The most charitable excuse for this bias in weather divination is that the entrepreneurs are trying to offset another bias. The planet has indeed gotten warmer, and it is projected to keep warming because of greenhouse emissions, but this process is too slow to make much impact on the public.

I find it is very insightful to use the word "entrepreneur" to describe the "overwhelming" numbers of global warming scientists. Clearly Science ceases when scientists become an entrepreneur. Anyway if all these are not enough to wet tour appetite, here are more:

Today’s interpreters of the weather are what social scientists call availability entrepreneurs: the activists, journalists and publicity-savvy scientists who selectively monitor the globe looking for newsworthy evidence of a new form of sinfulness, burning fossil fuels.

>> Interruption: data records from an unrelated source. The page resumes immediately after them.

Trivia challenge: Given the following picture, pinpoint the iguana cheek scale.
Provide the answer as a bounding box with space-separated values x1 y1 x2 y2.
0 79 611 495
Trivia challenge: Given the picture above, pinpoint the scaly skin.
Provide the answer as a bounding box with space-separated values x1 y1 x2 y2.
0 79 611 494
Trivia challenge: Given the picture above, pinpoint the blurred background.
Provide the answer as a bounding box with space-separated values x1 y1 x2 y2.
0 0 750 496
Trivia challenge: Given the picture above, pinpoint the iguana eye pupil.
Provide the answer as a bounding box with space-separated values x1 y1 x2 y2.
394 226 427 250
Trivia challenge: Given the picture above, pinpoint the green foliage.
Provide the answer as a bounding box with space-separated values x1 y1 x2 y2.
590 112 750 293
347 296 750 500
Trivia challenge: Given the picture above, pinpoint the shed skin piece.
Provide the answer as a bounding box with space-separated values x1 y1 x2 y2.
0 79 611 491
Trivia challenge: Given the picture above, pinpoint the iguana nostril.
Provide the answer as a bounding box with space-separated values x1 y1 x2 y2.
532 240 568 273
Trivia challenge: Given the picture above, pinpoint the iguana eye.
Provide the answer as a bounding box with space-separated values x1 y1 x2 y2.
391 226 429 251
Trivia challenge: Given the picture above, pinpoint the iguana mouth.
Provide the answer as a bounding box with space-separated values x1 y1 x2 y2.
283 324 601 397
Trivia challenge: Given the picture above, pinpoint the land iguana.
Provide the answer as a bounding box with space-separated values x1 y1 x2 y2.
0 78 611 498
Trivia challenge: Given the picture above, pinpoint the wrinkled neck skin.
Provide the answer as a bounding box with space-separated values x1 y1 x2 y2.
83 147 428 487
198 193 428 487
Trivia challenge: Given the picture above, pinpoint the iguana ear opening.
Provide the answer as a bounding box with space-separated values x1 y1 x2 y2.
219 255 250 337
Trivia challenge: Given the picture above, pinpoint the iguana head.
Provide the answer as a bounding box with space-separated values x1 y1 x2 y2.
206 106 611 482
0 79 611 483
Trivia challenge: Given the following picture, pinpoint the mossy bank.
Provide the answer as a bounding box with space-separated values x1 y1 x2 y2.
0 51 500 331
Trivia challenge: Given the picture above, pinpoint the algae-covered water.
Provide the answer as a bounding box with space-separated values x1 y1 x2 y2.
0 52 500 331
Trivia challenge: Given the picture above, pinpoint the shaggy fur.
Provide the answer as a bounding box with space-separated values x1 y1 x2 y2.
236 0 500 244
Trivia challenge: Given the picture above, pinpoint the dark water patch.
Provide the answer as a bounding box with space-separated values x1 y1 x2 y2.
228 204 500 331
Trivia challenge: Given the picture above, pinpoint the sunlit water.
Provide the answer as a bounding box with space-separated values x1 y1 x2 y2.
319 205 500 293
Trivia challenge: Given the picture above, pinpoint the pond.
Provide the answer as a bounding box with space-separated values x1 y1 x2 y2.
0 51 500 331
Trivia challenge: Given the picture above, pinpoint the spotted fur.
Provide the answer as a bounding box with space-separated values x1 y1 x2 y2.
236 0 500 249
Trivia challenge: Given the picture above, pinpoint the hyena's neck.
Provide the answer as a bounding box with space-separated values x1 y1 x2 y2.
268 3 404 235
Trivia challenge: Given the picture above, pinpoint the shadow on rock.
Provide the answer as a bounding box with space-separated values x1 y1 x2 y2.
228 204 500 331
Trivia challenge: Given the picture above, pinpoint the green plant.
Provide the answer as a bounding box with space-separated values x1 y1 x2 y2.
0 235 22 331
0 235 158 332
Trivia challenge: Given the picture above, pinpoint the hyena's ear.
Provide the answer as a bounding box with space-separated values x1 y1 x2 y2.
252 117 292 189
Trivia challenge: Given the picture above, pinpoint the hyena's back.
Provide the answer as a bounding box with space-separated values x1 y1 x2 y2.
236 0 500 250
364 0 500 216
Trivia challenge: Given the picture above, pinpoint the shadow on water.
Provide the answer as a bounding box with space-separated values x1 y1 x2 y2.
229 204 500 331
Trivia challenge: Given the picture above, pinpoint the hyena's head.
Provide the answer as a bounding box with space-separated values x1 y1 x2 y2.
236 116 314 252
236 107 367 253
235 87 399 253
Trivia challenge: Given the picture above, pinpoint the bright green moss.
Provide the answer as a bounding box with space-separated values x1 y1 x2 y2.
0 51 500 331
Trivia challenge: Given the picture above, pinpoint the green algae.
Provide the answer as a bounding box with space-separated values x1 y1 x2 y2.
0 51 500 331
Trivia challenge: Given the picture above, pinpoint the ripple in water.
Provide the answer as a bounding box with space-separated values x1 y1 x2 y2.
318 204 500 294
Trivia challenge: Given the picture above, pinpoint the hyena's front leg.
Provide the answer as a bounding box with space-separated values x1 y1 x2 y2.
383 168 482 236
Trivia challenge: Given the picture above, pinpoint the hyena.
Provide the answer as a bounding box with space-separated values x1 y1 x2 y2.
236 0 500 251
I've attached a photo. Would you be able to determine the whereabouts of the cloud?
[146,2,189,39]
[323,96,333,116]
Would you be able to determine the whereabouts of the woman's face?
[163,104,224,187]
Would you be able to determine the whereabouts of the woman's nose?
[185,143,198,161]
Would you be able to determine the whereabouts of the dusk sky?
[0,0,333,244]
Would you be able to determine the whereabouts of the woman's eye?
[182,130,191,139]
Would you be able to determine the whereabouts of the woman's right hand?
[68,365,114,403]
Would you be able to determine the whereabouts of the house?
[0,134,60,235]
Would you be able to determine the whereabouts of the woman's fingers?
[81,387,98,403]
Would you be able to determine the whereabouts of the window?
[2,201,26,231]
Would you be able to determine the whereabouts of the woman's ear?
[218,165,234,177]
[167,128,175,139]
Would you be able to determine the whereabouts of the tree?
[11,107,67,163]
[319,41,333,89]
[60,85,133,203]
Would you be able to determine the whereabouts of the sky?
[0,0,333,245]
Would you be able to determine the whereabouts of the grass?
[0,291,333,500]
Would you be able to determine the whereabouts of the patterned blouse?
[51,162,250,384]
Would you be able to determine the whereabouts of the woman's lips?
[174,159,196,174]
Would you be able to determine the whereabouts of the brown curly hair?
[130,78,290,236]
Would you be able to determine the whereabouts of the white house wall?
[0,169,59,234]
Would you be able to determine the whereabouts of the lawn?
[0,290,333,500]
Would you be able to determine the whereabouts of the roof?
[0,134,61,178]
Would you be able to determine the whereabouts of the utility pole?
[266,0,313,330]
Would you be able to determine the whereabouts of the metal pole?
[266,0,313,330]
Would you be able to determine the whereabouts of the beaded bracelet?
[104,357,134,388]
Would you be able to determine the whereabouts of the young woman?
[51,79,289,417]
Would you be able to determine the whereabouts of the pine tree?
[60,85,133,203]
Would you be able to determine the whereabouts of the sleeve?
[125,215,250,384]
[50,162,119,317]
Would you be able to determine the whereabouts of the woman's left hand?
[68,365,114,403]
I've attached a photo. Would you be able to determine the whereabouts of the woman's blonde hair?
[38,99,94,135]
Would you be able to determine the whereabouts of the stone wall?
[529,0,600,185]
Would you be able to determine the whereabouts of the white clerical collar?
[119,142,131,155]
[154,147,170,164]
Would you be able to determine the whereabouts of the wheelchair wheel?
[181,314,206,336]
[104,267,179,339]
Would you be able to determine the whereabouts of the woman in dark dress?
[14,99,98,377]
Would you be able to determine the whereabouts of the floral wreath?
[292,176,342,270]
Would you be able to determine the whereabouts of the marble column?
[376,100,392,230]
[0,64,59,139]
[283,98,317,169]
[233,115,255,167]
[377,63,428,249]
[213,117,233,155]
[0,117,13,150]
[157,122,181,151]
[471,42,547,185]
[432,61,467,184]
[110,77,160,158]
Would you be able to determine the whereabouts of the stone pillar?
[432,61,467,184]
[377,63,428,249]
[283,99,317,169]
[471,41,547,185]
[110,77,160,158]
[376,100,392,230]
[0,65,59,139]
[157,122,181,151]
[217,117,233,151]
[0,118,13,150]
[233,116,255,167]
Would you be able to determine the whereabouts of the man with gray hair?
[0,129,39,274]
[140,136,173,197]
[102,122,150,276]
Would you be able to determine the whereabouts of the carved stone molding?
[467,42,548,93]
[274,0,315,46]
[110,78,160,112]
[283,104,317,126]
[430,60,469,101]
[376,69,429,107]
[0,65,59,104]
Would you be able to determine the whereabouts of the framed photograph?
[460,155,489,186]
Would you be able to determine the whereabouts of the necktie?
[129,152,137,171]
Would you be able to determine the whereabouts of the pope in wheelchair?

A year ago, British meteorologists made headlines predicting that the buildup of greenhouse gases would help make 2007 the hottest year on record. At year’s end, even though the British scientists reported the global temperature average was not a new record — it was actually lower than any year since 2001 — the BBC confidently proclaimed, “2007 Data Confirms Warming Trend.”

When the Arctic sea ice last year hit the lowest level ever recorded by satellites, it was big news and heralded as a sign that the whole planet was warming. When the Antarctic sea ice last year reached the highest level ever recorded by satellites, it was pretty much ignored. A large part of Antarctica has been cooling recently, but most coverage of that continent has focused on one small part that has warmed.

There's much more. Read all about it and be enlightened. I guess I find myself truly surprised to read this article from the New York Times. According to Wikipedia, Mr. Tierney, the journalist, "identifies himself as a libertarian." So the surprise for me is that NYT has a libertarian science writer and commentator. May be it's because I am not a NYT reader in general, with or without their motto: "All the News That's Fit to Print." Nevertheless I am intrigued to read an article like this one in NYT, especially Tierney concluded his article alluded to, who else? Algore, the winner of 2007 Nobel Peace Prize:

In his acceptance speech, Mr. Gore didn’t dwell on the complexities of the hurricane debate. Nor, in his roundup of the 2007 weather, did he mention how calm the hurricane season had been. Instead, he alluded somewhat mysteriously to “stronger storms in the Atlantic and Pacific,” and focused on other kinds of disasters, like “massive droughts” and “massive flooding.”

“In the last few months,” Mr. Gore said, “it has been harder and harder to misinterpret the signs that our world is spinning out of kilter.” But he was being too modest. Thanks to availability entrepreneurs like him, misinterpreting the weather is getting easier and easier.

Yes, indeed, it is getting easier and easier. Like I blogged before, even a writer with a B.A. in English from Yale University in 1999 can become a hurricane forecaster and willing to eat crow when his predictions were wrong!